Sinematik deneylerden uzak, en yalın haliyle bir dostluk hikayesi. İzleyiciyi ağır ruhsal çalkantılarla sallayan, kendi takıntı ve ilişkileri üzerine düşünmeye iten. Özgül kültür, evrensel yankılar.
İki genç erkek arasındaki şiirsel ve durgun ilişkiyi anlatan bir film Reprise. Hüzün ve sevincin inanılmaz doygunlukta bir karışımı, bir arkadaşlığın her zaman yaşayabileceği tehlike ve ümitlerle ilgili…
Sinematik deneylerden uzak, en yalın haliyle bir dostluk hikayesi. İzleyiciyi ağır ruhsal çalkantılarla sallayan, kendi takıntı ve ilişkileri üzerine düşünmeye iten. Özgül kültür, evrensel yankılar.
Çocukluk arkadaşı olan Erik (Espen Klouman-Hoiner) ve Phillip (Anders Danielsen Lie), her ikisi de yazardır ve hayran oldukları kült yazar Sten Egil Dahl (Sigmund Sæverud) kendilerine seçtikleri rol modeldir. Film, ikisi de bir posta kutusunun başındayken açılır, ellerinde yayınevine yollamak üzere oldukları romanları.. Aynı hayalleri kuran iki arkadaş yola beraber devam edebilecek midir yoksa bu bir film kurgusu için yeterli malzemeyi vermez mi?
Genelde neler döndüğü çok açık değil ama bu iyi bir şey, durgunluğa rağmen izlemeye devam etmenizi sağlayan bir merak büyütüyor içinizde. Zaman akışkan, yön değiştirebiliyor ya da boğazınıza takılabiliyor. Anlar karanlık bir gökyüzünde aniden parlayıp kayboluyor. Bazen görüntüler ile diyaloglar birbirinden tamamen bağımsız sunuluyor. Bazen az önce izlediğinizin gerçek olmadığını anlamanız güçleşiyor; tüm o fikirler, umutlar, dilekler.. Film biraz oyunbaz, seyircinin izlemekten fazlasını yapmasını istiyor. Hislerinizi çomaklıyor!

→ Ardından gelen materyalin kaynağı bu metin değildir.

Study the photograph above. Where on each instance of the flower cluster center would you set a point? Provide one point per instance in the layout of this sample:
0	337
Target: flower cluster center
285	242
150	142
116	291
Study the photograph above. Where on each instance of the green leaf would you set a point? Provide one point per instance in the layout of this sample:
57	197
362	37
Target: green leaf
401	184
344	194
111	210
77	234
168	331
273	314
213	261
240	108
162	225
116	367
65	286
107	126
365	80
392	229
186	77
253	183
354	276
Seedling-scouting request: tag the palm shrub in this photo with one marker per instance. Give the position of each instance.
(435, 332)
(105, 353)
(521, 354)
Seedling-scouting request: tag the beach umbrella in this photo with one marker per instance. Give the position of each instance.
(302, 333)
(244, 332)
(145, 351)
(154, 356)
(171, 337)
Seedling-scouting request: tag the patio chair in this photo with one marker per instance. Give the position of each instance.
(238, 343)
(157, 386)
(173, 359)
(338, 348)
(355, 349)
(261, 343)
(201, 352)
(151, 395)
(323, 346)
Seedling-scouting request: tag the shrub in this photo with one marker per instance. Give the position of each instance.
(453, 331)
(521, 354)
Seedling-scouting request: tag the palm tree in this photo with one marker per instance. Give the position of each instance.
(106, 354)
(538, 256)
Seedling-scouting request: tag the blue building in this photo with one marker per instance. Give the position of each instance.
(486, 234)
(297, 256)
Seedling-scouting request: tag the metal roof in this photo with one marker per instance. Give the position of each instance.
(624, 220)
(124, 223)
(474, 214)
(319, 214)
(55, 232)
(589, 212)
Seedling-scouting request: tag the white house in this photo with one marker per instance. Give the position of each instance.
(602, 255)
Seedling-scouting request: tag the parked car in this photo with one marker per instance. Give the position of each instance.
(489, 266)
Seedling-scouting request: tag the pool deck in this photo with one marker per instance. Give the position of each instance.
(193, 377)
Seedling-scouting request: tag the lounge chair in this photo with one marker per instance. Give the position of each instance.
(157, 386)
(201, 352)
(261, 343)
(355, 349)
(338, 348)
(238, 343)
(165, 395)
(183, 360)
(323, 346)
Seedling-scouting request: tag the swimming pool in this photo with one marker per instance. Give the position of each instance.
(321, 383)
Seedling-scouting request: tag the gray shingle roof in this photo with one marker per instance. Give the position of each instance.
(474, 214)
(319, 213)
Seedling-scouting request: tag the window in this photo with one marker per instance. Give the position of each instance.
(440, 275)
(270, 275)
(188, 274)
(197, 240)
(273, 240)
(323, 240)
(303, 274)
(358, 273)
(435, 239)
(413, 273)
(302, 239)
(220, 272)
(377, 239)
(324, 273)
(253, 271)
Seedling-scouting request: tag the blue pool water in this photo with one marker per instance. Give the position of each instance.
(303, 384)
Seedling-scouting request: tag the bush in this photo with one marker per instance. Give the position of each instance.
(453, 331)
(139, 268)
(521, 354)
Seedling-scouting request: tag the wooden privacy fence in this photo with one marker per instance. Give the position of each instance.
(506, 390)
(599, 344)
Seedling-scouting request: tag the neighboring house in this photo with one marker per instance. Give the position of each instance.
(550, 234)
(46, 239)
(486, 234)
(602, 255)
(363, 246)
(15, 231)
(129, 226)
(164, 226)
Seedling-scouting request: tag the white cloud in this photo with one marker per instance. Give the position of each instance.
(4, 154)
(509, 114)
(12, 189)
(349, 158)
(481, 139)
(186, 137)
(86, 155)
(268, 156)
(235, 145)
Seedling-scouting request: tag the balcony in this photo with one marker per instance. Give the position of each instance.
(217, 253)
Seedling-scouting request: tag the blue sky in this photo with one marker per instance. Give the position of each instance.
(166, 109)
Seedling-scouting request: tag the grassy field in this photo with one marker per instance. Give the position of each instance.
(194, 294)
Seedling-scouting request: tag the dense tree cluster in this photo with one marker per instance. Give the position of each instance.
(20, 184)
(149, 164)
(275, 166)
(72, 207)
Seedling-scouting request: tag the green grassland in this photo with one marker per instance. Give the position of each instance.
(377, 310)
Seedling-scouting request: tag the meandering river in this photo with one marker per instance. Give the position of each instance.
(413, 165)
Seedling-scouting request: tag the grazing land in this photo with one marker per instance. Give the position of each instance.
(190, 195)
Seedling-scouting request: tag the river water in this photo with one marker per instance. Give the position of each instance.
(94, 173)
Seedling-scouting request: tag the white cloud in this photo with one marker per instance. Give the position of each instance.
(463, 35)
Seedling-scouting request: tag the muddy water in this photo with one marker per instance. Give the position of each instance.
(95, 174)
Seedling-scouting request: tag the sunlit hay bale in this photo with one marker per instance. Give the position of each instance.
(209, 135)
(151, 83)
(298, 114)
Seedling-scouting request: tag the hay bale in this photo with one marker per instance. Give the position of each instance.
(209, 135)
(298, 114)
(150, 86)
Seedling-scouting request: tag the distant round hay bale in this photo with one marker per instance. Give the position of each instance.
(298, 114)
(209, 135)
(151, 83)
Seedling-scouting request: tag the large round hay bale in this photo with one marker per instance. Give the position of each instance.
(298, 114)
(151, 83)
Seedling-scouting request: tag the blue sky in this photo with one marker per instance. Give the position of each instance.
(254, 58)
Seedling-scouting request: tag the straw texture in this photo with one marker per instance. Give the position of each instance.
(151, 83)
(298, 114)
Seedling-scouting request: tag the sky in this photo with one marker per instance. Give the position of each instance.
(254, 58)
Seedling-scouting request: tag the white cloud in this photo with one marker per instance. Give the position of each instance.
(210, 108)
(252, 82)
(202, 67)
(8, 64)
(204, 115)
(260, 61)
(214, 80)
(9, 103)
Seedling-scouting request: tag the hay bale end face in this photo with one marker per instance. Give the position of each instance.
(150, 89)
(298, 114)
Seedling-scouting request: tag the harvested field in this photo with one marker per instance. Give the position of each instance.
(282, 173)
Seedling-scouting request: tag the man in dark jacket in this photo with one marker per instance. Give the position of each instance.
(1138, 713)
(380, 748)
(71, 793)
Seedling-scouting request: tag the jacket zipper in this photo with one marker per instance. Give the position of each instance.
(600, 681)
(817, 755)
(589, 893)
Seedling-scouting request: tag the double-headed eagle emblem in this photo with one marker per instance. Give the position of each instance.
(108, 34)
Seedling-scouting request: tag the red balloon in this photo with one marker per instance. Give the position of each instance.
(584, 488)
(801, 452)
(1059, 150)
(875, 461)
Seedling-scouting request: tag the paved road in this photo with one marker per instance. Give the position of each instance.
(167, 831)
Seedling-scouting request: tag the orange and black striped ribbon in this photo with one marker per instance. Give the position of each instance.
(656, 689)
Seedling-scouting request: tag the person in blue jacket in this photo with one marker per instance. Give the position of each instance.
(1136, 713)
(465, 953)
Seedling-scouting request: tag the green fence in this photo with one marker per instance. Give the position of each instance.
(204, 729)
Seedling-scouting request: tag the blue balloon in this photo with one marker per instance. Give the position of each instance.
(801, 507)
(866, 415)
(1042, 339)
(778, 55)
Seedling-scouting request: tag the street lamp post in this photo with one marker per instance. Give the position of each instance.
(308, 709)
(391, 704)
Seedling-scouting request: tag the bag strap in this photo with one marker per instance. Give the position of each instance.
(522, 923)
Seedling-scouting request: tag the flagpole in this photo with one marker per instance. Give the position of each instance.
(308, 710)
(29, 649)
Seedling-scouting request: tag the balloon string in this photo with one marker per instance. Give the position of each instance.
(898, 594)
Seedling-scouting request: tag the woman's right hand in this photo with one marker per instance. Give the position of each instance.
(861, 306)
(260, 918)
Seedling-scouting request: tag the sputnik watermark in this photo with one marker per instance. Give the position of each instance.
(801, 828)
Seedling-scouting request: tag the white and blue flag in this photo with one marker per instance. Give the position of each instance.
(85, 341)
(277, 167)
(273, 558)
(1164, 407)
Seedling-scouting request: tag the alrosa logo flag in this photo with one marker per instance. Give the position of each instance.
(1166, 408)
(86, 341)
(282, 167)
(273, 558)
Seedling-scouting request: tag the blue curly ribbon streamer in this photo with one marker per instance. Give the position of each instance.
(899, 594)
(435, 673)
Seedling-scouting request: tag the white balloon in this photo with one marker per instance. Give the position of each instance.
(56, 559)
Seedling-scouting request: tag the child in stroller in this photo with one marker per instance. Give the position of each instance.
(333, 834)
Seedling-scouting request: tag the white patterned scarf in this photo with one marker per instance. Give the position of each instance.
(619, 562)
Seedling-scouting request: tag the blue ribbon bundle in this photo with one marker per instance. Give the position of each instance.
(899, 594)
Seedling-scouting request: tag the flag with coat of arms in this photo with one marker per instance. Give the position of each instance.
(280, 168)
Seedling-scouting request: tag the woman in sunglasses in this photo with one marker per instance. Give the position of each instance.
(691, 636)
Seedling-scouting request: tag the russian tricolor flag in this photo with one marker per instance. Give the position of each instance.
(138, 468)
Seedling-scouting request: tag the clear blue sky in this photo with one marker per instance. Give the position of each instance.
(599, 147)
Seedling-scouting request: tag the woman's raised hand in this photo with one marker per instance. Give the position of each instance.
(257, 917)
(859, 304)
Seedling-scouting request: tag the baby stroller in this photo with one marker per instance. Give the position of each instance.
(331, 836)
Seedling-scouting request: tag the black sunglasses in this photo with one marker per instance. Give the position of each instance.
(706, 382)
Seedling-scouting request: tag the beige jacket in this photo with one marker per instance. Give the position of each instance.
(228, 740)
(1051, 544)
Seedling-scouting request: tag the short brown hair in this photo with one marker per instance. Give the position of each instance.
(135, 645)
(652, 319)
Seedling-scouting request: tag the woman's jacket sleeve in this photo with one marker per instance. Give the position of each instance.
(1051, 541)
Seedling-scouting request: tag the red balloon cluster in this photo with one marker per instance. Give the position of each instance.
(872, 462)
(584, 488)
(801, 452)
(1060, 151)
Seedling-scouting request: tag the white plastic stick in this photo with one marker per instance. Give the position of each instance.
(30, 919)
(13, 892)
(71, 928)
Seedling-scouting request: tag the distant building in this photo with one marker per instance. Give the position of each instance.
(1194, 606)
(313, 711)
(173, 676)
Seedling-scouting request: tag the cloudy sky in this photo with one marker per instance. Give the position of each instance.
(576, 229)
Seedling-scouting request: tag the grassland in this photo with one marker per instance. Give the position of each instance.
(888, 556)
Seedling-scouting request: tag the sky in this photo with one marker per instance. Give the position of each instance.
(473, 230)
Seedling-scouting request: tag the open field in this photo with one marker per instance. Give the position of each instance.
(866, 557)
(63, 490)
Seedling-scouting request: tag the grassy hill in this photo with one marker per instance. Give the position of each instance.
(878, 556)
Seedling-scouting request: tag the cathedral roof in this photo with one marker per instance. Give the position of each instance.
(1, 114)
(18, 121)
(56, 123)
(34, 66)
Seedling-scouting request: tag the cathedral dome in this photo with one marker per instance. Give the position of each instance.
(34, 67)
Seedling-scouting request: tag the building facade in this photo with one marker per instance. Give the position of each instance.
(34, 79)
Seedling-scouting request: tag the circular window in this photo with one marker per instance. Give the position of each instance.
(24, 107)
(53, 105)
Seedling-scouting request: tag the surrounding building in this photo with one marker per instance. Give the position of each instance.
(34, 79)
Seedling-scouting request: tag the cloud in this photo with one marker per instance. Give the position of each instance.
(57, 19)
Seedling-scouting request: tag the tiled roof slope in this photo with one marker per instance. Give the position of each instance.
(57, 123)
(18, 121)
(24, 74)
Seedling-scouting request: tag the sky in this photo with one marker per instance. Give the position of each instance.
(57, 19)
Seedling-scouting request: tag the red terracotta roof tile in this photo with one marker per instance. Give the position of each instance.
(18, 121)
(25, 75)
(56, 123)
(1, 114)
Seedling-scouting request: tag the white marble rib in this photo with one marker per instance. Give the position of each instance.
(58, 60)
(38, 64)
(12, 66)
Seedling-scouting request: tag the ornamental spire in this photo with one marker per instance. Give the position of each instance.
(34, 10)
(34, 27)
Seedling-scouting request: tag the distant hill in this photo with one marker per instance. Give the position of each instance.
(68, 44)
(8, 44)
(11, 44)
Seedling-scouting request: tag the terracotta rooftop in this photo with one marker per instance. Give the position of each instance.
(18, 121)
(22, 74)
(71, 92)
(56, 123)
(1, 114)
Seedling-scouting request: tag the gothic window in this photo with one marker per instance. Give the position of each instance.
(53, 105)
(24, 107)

Karakterlerin uysal özüne iniyorsunuz çünkü Erik ve Phillip ya umutla geleceğe bakıyor ya da küçümseme ile geçmişe... Filmde şimdiki zamana değinilmiyor. Aktörler profesyonel değil ve bu filmin hüzünlü kalitesini vurgulayan çalışılmamış doğallığı da beraberinde getiriyor.
Hareketlenme Phillip’in Kari (Viktoria Winge) adındaki kızla tanışıp ve aşık olması ile hareketleniyor. Adam kızı gerçekten seviyordur ama ilişkiyi yaşama şekli saplantılı bir hal alır ve kendisini hastanede bulur. Kari de onu seviyordur ama kendisine yaptıkları yüzünden ve bu duruma bulunmuş olabileceği katkı yüzünden aynı zamanda nefret de ediyordur.
Erik, bir yandan ret edilen romanı üzerinde çalışmaya devam etmekte ve yayıncının önerdiği isim değişikliğini şiddetle geri çevirmektedir.
Geri kalan zamanlarını sigara içerek ve punk rock dinleyerek geçirirler. Arkadaşları ile deniz kenarında vakit geçirirken Paris’i düşlerler, bir yazarın düşlediği bohem hayatı yaşayabileceği büyülü şehri. Halbuki ne fantastik ne büyülüdür, sadece başka bir yerdir. Yaşadıkları Oslo dışında bir yer. Erik ve Phillip’in kitaplar sayesinde, seyahat ve müzik yoluyla hoşnut olmadıkları hayatlarından kaçmayı düşündükleri şehir ama aynı zamanda onları tutsak alan şehir. Kimliğinden kaçamaz ki insan, doğduğu şehir tarafından ise asla terk edilmez.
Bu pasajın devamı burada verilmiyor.